The SuperCam Remote Sensing Instrument Suite for the Mars 2020 Rover: A Preview

May 01, 2017

The SuperCam remote sensing instrument suite under development for NASA’s Mars 2020 rover performs laser-induced breakdown spectroscopy (LIBS), remote Raman spectroscopy, visible and infrared (VISIR) reflectance spectroscopy, acoustic sensing, and high resolution color imaging. The instrument builds on the successful architecture of the ChemCam instrument which provides LIBS and panchromatic images on the Curiosity rover, adding the remote Raman spectroscopy by frequency doubling the laser and using a gated intensified detector to obtain Raman signals at distances to 12 m. To the visible reflectance spectroscopy used by ChemCam, an AOTF-based infrared spectrometer is added to cover the 1.3-2.6 µm range that contains important mineral signatures.

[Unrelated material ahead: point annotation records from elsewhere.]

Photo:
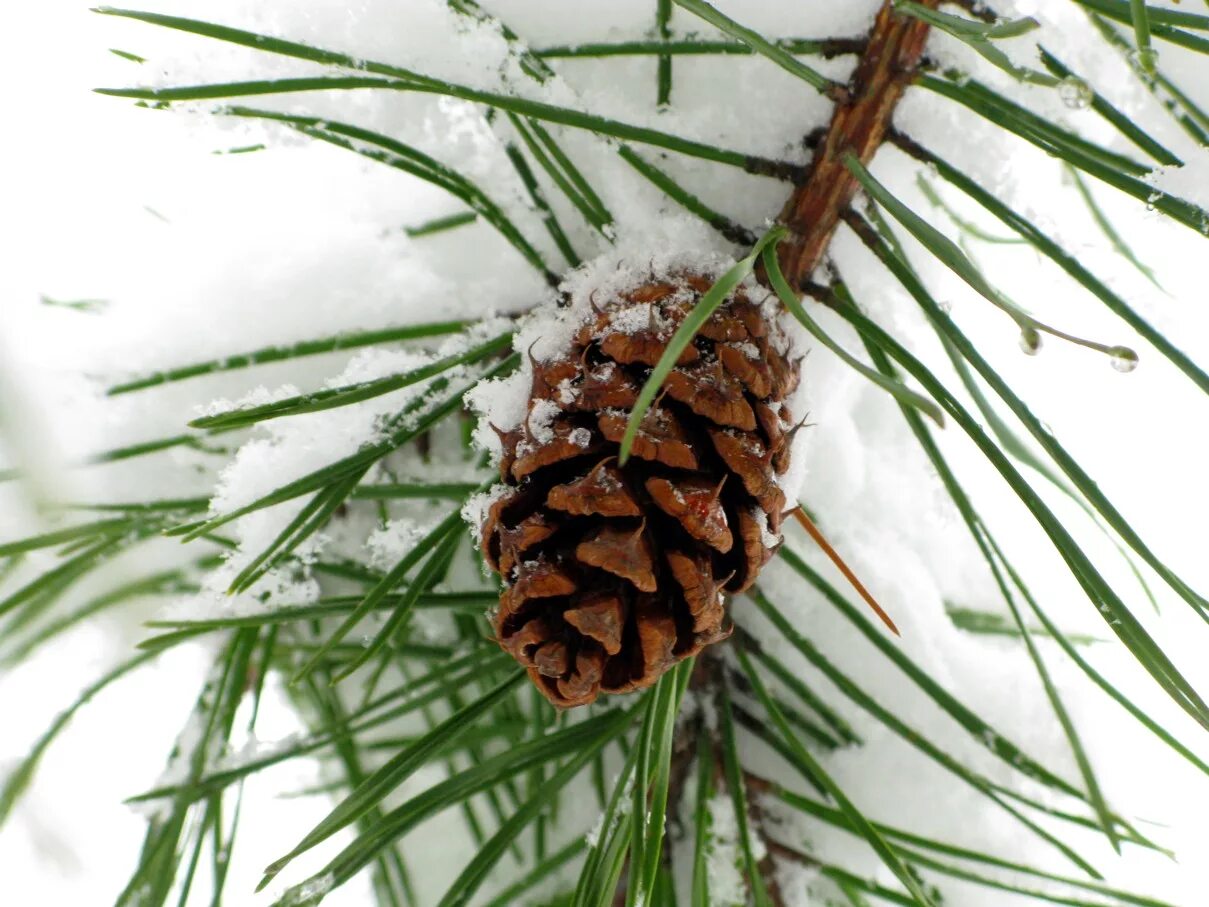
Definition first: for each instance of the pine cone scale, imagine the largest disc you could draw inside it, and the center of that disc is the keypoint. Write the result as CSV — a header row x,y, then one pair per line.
x,y
612,575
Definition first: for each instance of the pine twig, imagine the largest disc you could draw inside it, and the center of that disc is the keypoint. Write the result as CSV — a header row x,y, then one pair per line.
x,y
858,126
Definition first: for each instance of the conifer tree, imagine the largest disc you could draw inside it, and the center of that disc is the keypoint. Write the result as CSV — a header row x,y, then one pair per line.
x,y
607,485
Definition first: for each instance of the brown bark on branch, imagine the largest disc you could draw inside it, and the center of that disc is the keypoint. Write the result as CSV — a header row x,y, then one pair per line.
x,y
858,125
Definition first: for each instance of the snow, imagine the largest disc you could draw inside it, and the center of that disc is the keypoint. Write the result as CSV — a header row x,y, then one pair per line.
x,y
206,255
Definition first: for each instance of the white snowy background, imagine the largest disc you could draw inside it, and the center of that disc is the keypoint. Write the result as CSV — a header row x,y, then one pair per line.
x,y
198,254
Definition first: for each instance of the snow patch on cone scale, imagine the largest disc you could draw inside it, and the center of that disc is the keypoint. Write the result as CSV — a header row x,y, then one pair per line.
x,y
612,575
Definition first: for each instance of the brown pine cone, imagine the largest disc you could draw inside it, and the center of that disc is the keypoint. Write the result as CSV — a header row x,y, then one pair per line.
x,y
613,573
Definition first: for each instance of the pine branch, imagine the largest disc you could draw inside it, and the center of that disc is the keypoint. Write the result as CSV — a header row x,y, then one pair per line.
x,y
858,126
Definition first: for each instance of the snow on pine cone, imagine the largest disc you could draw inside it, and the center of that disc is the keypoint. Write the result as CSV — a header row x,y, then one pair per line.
x,y
613,573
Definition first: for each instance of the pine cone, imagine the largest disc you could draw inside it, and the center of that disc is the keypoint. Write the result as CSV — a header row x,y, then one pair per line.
x,y
614,573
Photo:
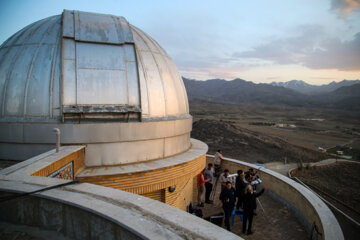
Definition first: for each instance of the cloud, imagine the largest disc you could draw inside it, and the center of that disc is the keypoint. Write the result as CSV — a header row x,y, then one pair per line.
x,y
345,7
311,48
335,54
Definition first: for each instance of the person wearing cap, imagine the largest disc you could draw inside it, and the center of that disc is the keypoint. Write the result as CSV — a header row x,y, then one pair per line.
x,y
227,197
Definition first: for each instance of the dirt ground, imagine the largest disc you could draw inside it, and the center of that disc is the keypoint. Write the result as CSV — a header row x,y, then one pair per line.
x,y
339,184
246,145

A CMOS detector provides color (Bayer filter) images at a pixel resolution of 19 µrad and an optical resolution of 30 µrad. Sounds are recorded via a Knowles Electret microphone, which is the same one that was unsuccessfully attempted on two earlier missions. The acoustic signals of the LIBS plasmas will provide information on the hardness of the targets, while other sounds (wind, rover sounds) will also be recorded. The laser, telescope, IR spectrometer, and camera reside on the rover’s mast and are provided by CNES, while the LIBS, Raman, and VIS spectrometers and data processing unit are built by LANL and reside in the rover body. A calibration target assembly provided by U. Valladolid, Spain, resides on the back of the rover. The overall mass of the instrument suite is 10.7 kg.